VPA faculty commends the students for their efforts.

"The students have been engaged, which is really, really positive," said Thomas Sherman, a transmedia professor in VPA.

Diversity is a strength within an art school, but at times the many perspectives can make it difficult to speak with a cohesive voice, he said. He is excited about the way the students are interacting.

"There's good momentum," he said. "There is a sense of urgency in communicating."

Harris's town hall meetings might not continue on a weekly basis, but Harris wants them to continue on a regular basis.

Harris said the student government within VPA has not been active for the last few years. Students should meet on a regular basis to discuss concerns and give feedback, she said.

"We're a much stronger student voice together than separate as different schools," Harris said.

Within VPA, there are five different schools. Those include the School of Art and Design, the Department of Communication and Rhetorical Studies, the Department of Drama, the Setnor School of Music and the Department of Transmedia.

The town hall meetings have continued on a weekly basis. Harris uses the town hall meetings to get feedback from all the schools that she can bring to the advisory committee. Right now, the meetings are still about the dean search. The VPA faculty council selected Harris as the student representative on the advisory committee to Spina.

"We have different takes on things," Harris said.

But they agree on wanting to be a part of the dean search process and wanting to have their voices heard in their school, she said. So, they are working together.

The students who meet also identify the problems they want to address in the future, she said. Issues students want addressed in the future include a lack of space and equipment.

"We have no space to work in. We have no space to exhibit," said Ann Hirsch, a first year transmedia graduate student and graduate student representative to the faculty. Hirsch said many schools within VPA want more space, including the School of Music and the Department of Transmedia.

Uniting the school around these issues seemed like a good idea to Hirsch.

"I'm trying to get the information out to students - this does affect you," Hirsch said.

Alec Sim, chair of the Student Association's board of elections and membership, has attended all of Harris's town hall meetings. Sim, a sophomore economics and finance major, acts as a liason between SA and VPA.

SA's slogan is "defender of the students," so it makes sense to support the students of VPA, he said.

"We make sure we look out for the students' best interests," Sim said.

So far, SA has not formally drafted a resolution supporting Harris. But having Sim act as a liason, SA is making sure it is staying up-to-date with what is happening, Sim said.

For Harris, the next step is making sure any concerns are legitimate.

"The students are interested intellectually - not just to complain," Harris said.

There needs to be real evidence and data to show faculty, administration, parents and media, Harris said.
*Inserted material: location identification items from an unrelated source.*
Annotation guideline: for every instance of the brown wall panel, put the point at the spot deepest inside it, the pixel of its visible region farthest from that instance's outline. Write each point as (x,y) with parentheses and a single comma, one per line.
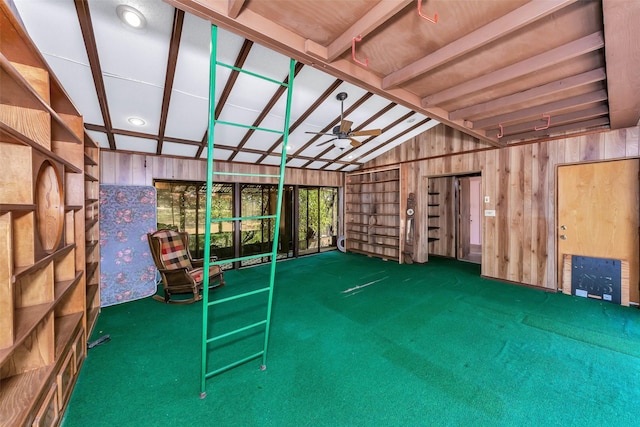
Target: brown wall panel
(519,243)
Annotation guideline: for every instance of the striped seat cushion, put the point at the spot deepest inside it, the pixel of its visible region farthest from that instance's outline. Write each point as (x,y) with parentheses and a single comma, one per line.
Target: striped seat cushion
(198,273)
(172,250)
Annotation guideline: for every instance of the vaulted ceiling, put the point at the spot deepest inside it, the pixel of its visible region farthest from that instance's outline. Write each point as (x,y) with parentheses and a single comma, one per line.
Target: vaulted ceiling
(501,71)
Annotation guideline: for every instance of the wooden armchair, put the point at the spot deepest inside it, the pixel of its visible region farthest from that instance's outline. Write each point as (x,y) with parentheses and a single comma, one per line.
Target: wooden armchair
(180,273)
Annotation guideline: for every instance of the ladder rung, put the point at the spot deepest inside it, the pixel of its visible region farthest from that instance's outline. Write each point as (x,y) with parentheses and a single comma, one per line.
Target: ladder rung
(259,175)
(240,70)
(236,331)
(242,258)
(242,218)
(246,294)
(233,365)
(240,125)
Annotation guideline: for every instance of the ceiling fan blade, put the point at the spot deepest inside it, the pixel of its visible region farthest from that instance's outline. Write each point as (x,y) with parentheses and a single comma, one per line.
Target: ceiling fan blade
(319,133)
(370,132)
(326,142)
(345,126)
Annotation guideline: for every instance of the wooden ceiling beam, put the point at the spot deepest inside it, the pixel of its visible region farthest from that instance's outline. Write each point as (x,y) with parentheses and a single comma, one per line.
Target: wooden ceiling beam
(601,121)
(172,60)
(263,114)
(389,141)
(362,126)
(538,110)
(386,129)
(547,59)
(102,129)
(501,27)
(622,32)
(544,90)
(377,16)
(231,81)
(86,26)
(562,119)
(333,123)
(261,30)
(234,7)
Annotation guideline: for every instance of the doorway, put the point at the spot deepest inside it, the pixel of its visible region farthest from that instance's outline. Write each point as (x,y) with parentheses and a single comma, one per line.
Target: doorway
(469,224)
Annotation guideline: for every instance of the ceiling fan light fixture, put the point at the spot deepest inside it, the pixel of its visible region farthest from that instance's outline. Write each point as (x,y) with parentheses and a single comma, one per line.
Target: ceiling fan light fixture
(136,121)
(131,17)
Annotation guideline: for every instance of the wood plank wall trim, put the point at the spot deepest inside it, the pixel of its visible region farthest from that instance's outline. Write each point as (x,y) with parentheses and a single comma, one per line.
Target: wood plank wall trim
(142,169)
The students are also looking at other colleges and universities as examples so they can offer solutions to the problems they have found, she said.

"We're not doing this to be arbitrarily confrontational," Harris said. "We're not just complaining."

The students care about the future of the school.

"Because of the nature of creating and being an artist, if you're doing it well, you're allowing yourself to share a lot of yourself with your fellow students and professors," Harris said. "Ultimately we all have the same goal - that we all have the best educational experience."